'Jersey Shore' Star Jenni 'JWoww' Farley Praises Son Greyson's 'Incredible' Progress Since Autism Diagnosis

Jenni "JWoww" Farley is celebrating 3-year-old son Greyson's "incredible" progress with the help of early intervention therapies since being diagnosed with autism in 2018. The Jersey Shore star took to Instagram with a video of her youngest during his therapy to celebrate just how far he's come since being diagnosed.

"Greyson's progress is incredible," Farley wrote under the video, which she said his therapist sent after a particularly great session. "Bubby has his ups and downs but he's thriving everyday. He has 5-7 hours ABA a day, 5 days a week and now speech once a day."

"It's a lot. Some days I think 'man I push him too hard' and then I see this video and it reminds me how key early intervention is," she continued. "Fighting insurances everyday, fighting for the best therapies... it's worth it. At least for me."

Farley explained that because "every child is different," she hasn't spoken extensively on what she thinks works for children in similar situations as Greyson, but she advised parents "just get to know your child's needs."

"If you think your child is in need of something, turn to local services for help," she concluded. "I turned to friends, pediatricians and google... and I thank god everyday I did."
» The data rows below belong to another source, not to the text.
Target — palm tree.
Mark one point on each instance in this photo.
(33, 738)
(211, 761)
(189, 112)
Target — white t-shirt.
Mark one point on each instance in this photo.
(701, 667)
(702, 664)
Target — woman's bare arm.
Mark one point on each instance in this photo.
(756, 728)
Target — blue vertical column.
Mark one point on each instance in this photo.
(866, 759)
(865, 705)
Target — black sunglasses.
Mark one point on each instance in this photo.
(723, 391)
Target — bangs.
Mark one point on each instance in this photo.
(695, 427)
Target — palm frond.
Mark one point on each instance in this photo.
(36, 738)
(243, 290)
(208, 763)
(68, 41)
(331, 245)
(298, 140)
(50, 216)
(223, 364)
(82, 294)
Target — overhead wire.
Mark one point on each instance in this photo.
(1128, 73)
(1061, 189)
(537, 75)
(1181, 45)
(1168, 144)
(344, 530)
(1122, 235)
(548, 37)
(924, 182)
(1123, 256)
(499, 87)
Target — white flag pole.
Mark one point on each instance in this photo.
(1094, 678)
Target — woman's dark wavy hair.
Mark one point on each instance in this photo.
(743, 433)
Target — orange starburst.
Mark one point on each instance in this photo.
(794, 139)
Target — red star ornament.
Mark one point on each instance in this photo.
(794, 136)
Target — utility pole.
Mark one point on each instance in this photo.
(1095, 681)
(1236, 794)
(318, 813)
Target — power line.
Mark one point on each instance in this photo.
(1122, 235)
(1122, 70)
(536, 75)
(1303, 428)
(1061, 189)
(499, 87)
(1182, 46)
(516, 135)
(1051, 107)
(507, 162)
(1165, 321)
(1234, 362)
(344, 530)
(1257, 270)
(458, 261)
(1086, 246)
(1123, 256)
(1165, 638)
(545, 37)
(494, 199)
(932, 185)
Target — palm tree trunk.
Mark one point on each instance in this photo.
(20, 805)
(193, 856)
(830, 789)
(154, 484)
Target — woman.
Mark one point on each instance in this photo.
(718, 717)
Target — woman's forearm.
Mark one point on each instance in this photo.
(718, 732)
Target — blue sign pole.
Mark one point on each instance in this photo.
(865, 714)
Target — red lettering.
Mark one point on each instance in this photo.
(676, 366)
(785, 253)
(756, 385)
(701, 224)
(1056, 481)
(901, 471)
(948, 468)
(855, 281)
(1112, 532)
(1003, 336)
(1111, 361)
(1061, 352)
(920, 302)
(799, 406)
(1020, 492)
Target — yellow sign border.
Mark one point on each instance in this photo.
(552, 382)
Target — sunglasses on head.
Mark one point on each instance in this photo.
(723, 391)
The MTV personality's followers were incredibly supportive of her advocacy as a mother for her son.

"Omg. He is absolutely doing amazing," one person wrote. "[Jenni], you are beyond incredible. You fight for children to have the best and be the best versions of themselves. Keep strong."

Another wrote, "I agree 100% early intervention is the answer. It's not pushing it's loving hard and anyone who disagrees is ignorant! I will advocate for my children till the last breath leaves my body. Love hard and congratulations Bubby!"


"I'm proud of you!" a third encouraged. "As a preschool teacher I can't agree more that early intervention is the biggest piece to the puzzle. Some parents are in denial, and it's only the child that suffers in that case. I know it's a process as a parent to accept as well, but always what's best for each child comes first!"